What are common issues when converting an Excel file to CSV?

One of the most common ways in generating CSV file format is to convert an Excel file to CSV.  In doing so, there are a few things you need to be sure to do to prevent the data from being corrupted.

Improper numeric interpretation

When importing data into Excel, ensure you are importing data as text.  Doing so ensures that the cell is displayed exactly as entered.
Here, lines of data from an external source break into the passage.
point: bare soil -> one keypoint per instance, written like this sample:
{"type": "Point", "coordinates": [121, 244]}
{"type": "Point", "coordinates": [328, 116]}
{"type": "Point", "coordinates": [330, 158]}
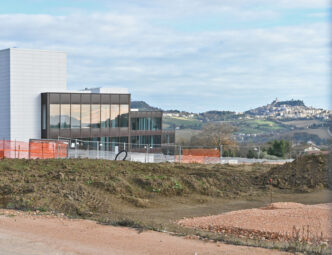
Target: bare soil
{"type": "Point", "coordinates": [277, 221]}
{"type": "Point", "coordinates": [28, 233]}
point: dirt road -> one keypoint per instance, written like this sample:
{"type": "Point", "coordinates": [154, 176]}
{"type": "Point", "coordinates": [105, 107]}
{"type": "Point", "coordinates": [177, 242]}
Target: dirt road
{"type": "Point", "coordinates": [26, 233]}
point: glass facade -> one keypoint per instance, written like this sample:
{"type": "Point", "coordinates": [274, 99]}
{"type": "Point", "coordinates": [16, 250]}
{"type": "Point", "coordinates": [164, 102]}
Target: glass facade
{"type": "Point", "coordinates": [75, 116]}
{"type": "Point", "coordinates": [85, 122]}
{"type": "Point", "coordinates": [54, 115]}
{"type": "Point", "coordinates": [115, 112]}
{"type": "Point", "coordinates": [95, 115]}
{"type": "Point", "coordinates": [143, 140]}
{"type": "Point", "coordinates": [65, 116]}
{"type": "Point", "coordinates": [105, 121]}
{"type": "Point", "coordinates": [124, 115]}
{"type": "Point", "coordinates": [145, 123]}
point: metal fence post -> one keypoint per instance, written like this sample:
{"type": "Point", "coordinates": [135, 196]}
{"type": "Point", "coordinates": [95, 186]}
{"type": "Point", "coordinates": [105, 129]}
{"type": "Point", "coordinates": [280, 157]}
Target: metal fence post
{"type": "Point", "coordinates": [220, 153]}
{"type": "Point", "coordinates": [180, 153]}
{"type": "Point", "coordinates": [97, 150]}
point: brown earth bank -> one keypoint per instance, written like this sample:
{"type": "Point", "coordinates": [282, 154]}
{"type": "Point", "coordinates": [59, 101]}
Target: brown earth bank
{"type": "Point", "coordinates": [28, 233]}
{"type": "Point", "coordinates": [277, 221]}
{"type": "Point", "coordinates": [155, 196]}
{"type": "Point", "coordinates": [89, 187]}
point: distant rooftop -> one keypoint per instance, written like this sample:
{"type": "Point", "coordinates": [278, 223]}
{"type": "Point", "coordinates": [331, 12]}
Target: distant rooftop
{"type": "Point", "coordinates": [113, 90]}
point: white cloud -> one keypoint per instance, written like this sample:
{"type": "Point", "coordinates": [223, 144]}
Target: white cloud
{"type": "Point", "coordinates": [165, 66]}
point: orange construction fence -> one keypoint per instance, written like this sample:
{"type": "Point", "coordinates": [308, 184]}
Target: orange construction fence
{"type": "Point", "coordinates": [200, 156]}
{"type": "Point", "coordinates": [33, 149]}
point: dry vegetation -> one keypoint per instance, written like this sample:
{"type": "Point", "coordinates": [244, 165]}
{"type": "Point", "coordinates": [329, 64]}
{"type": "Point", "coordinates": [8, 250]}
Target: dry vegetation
{"type": "Point", "coordinates": [154, 196]}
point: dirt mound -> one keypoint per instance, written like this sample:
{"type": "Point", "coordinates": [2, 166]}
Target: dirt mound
{"type": "Point", "coordinates": [97, 187]}
{"type": "Point", "coordinates": [278, 221]}
{"type": "Point", "coordinates": [303, 174]}
{"type": "Point", "coordinates": [86, 187]}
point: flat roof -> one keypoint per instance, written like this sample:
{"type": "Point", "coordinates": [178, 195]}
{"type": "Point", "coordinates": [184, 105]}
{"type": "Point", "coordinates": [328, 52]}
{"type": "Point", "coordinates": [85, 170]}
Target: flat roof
{"type": "Point", "coordinates": [23, 49]}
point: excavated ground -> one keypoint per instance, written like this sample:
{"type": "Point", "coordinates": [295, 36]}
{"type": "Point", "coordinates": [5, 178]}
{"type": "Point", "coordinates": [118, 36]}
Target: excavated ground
{"type": "Point", "coordinates": [155, 196]}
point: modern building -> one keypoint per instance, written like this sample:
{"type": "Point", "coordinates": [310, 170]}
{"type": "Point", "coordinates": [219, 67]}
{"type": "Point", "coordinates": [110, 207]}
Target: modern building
{"type": "Point", "coordinates": [24, 74]}
{"type": "Point", "coordinates": [35, 104]}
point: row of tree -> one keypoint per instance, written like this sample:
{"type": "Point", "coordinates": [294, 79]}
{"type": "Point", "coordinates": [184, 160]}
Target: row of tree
{"type": "Point", "coordinates": [222, 135]}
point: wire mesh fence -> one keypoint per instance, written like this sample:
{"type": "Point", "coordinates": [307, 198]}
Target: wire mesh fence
{"type": "Point", "coordinates": [33, 149]}
{"type": "Point", "coordinates": [146, 153]}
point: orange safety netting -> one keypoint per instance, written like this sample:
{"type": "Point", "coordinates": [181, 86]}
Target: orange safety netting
{"type": "Point", "coordinates": [199, 156]}
{"type": "Point", "coordinates": [33, 149]}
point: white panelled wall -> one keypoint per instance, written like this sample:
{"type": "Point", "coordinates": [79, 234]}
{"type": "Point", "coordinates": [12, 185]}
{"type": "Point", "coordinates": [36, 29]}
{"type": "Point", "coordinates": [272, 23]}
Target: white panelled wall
{"type": "Point", "coordinates": [31, 72]}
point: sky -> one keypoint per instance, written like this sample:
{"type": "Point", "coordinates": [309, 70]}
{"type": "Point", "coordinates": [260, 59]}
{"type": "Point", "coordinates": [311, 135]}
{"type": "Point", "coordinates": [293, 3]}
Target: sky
{"type": "Point", "coordinates": [193, 55]}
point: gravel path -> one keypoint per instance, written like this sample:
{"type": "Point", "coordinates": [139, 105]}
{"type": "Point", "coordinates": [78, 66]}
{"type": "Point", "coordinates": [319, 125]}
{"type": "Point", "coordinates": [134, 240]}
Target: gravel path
{"type": "Point", "coordinates": [26, 233]}
{"type": "Point", "coordinates": [276, 221]}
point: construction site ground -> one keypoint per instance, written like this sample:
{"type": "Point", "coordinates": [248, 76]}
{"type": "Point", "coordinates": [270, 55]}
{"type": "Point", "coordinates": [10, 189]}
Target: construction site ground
{"type": "Point", "coordinates": [148, 197]}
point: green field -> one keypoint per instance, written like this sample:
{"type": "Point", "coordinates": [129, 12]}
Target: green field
{"type": "Point", "coordinates": [259, 126]}
{"type": "Point", "coordinates": [182, 123]}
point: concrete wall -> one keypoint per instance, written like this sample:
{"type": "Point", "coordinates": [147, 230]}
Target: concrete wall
{"type": "Point", "coordinates": [4, 94]}
{"type": "Point", "coordinates": [31, 73]}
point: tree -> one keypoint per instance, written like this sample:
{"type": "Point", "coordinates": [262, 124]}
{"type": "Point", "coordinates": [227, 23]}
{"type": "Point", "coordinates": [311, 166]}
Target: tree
{"type": "Point", "coordinates": [250, 154]}
{"type": "Point", "coordinates": [216, 134]}
{"type": "Point", "coordinates": [279, 148]}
If this is not done, numeric content is often subject to interpretation by Excel.  For example, if ’11-1961’ is imported as ‘General’ format, it will appear as ‘Nov-61’, since Excel recognizes this as a date format.  If formatted as ‘Text’, then ’11-1961’ is displayed as entered.  Importing data as text also ensures that any codes that contain leading zeros retain the leading zeros.

Blank columns and rows

Excel will allow for blank rows and columns at the end of datasets if you click outside the active data and save it.  That is, if you click outside the border of the active data and save it as CSV, Excel will read these blank rows and columns as part of the data and save the blank rows and/or columns.  This may not appear to be part of the spreadsheet but will, in fact, result in blank rows and columns being included when saving as CSV.  Care must be taken to ensure that any blank rows and columns have been removed prior to creating your CSV files.  An easy way to determine whether such blank rows or columns are present in Excel is to press [Ctrl]+[End] inside the spreadsheet and see if this takes you beyond your data in the spreadsheet.  If it does, the data file contains blank rows and columns that need to be deleted.  Delete the blank rows and columns, save the Excel file, and then press [Ctrl]+[End] again – this should now take you to the last row and column in your data.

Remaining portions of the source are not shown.